Spalletti ha svelato i retroscena del mercato della Juventus in conferenza stampa da Hong Kong. L’allenatore ha riconosciuto il lavoro della società nel completare l’attacco.
Alajbegovic: il profilo giovane che la dirigenza inseguiva
Kerim Alajbegovic rappresenta una scelta ponderata della dirigenza bianconera. Spalletti ha confermato che il giovane esterno era stato già monitorato dalla società lo scorso anno, trasformando l’interesse in una operazione concreta. “È un profilo giovane e importante, era un pallino del direttore che lo aveva già seguito lo scorso anno”, ha dichiarato l’allenatore. L’investimento su un talento in fase di sviluppo risponde alla strategia di ringiovanimento della rosa, consolidando la linea tracciata dalla gestione precedente.
La Juventus ha costruito un attacco poliedrico con Conceiçao, Yildiz, Alajbegovic e Kolo Muani. Spalletti ha però sottolineato che la qualità del reparto dipenderà dalla capacità di questi elementi di integrarsi negli equilibri tattici complessivi. “Dipenderà sempre da quanto riescono a stare vicino al pallone e dentro la squadra”, ha spiegato il tecnico. Non basta accumulare talento: serve coesione e posizionamento disciplinato.
Spalletti parla anche di Kolo Muani e Yildiz
Kolo Muani ha già conquistato il gruppo juventino prima ancora di scendere in campo. Il ritorno dell’attaccante francese è stato fortemente consigliato dai giocatori presenti a Torino. “Tutti nello spogliatoio mi avevano parlato di un ragazzo eccezionale, poi come calciatore lo conosciamo tutti, era riuscito a piacere a club importantissimi come PSG e Tottenham”, ha rivelato Spalletti. Questo passaparola interno testimonia una compatibilità umana e professionale già verificata, elemento raro e prezioso in una rosa nuova.
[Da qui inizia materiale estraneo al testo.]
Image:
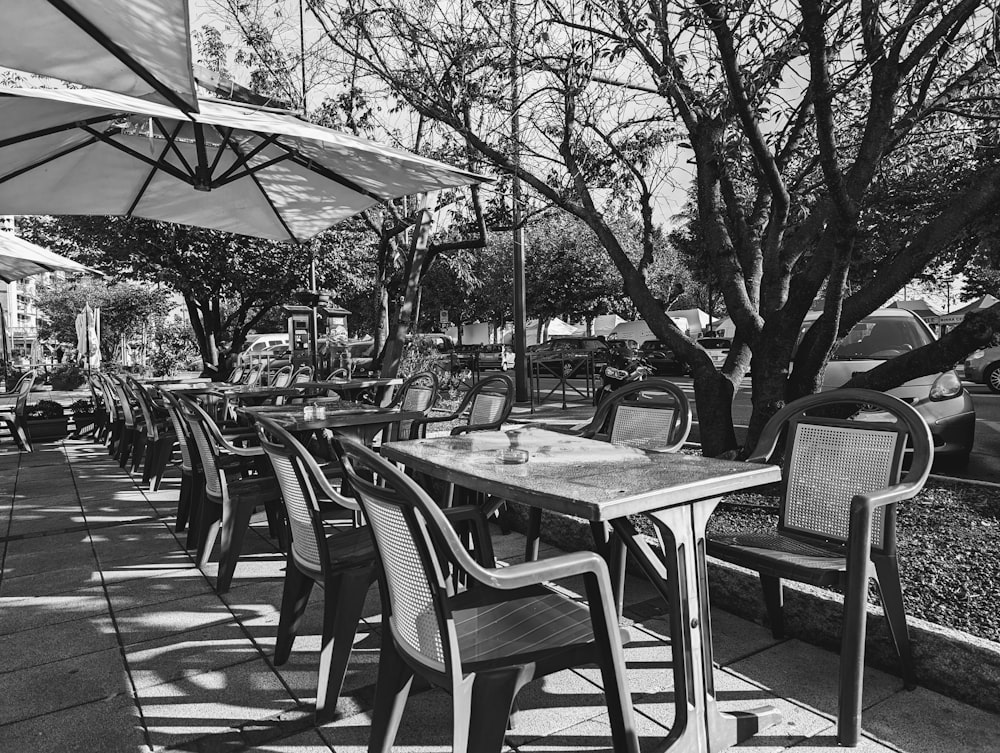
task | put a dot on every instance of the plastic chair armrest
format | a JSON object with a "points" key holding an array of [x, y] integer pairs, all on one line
{"points": [[478, 529], [539, 571], [887, 496], [476, 427]]}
Il recupero di Kenan Yildiz procede secondo le previsioni. Spalletti ha indicato che il turco potrebbe essere disponibile già nella sfida contro il Chelsea, almeno per brevi spezzoni. “Cercheremo di farlo essere a disposizione per qualche minuto. Il suo recupero comunque è come ce lo aspettavamo”, ha affermato l’allenatore. La gestione conservativa del rientro non pregiudica la disponibilità per l’inizio della stagione.
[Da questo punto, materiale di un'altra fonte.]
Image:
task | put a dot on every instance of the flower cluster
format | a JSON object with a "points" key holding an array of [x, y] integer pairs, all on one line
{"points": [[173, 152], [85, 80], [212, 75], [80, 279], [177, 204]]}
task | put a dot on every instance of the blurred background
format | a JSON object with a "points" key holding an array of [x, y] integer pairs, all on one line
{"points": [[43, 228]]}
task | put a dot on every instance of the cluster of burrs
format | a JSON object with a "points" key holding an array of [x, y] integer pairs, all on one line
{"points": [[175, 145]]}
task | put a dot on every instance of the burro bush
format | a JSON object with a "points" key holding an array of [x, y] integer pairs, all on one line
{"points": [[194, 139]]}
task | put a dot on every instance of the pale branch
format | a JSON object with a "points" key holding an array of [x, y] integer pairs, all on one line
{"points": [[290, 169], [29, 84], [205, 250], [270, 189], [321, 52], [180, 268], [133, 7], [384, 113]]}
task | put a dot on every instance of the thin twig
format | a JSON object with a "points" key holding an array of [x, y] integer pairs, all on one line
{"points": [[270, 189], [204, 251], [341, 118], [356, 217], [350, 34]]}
Mercato Juventus, non è ancora finita
La dirigenza bianconera ha lasciato margini di manovra per eventuali ultimi ritocchi. Spalletti ha confermato che rimangono due operazioni da completare, con i direttori rimasti a Torino per cogliere le occasioni di mercato residue. “Sanno e sappiamo, perché abbiamo un buon rapporto, che ci sono un paio di situazioni da completare e sono rimasti a casa proprio per questo”, ha spiegato il tecnico. Questa cautela tattica consente alla società di intervenire qualora emergessero opportunità concrete.
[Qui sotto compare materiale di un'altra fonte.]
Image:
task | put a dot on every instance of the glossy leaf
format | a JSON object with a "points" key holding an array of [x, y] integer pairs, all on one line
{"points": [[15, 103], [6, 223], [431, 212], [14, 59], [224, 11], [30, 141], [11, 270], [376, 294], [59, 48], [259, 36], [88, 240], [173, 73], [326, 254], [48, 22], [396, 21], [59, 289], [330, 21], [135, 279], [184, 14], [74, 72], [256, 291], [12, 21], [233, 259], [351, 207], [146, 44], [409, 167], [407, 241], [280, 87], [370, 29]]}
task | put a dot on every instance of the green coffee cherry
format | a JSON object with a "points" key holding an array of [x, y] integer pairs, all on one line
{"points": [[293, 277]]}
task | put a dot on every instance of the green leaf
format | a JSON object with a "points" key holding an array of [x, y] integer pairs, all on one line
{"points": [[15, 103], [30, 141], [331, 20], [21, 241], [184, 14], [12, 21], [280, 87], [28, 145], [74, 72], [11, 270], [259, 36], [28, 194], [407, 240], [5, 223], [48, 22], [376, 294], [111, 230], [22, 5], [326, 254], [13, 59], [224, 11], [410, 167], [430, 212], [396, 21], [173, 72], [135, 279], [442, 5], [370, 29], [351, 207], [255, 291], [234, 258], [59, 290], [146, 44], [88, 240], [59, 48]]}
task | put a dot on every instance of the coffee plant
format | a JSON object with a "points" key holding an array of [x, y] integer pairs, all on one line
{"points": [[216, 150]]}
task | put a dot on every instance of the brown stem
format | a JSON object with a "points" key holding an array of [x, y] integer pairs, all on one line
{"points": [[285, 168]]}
Spalletti ha espresso piena fiducia nei vertici bianconeri, rimarcando la continuità con il lavoro svolto nella stagione precedente. L’obiettivo dichiarato è replicare il calcio produttivo della passata annata, aggiungendovi consistenza e riducendo le pause che hanno compromesso la qualificazione in Champions. L’amichevole con il Chelsea rappresenta il primo banco di prova concreto per misurare il livello di integrazione dei nuovi acquisti e la prontezza della Juventus nel competere ai massimi livelli.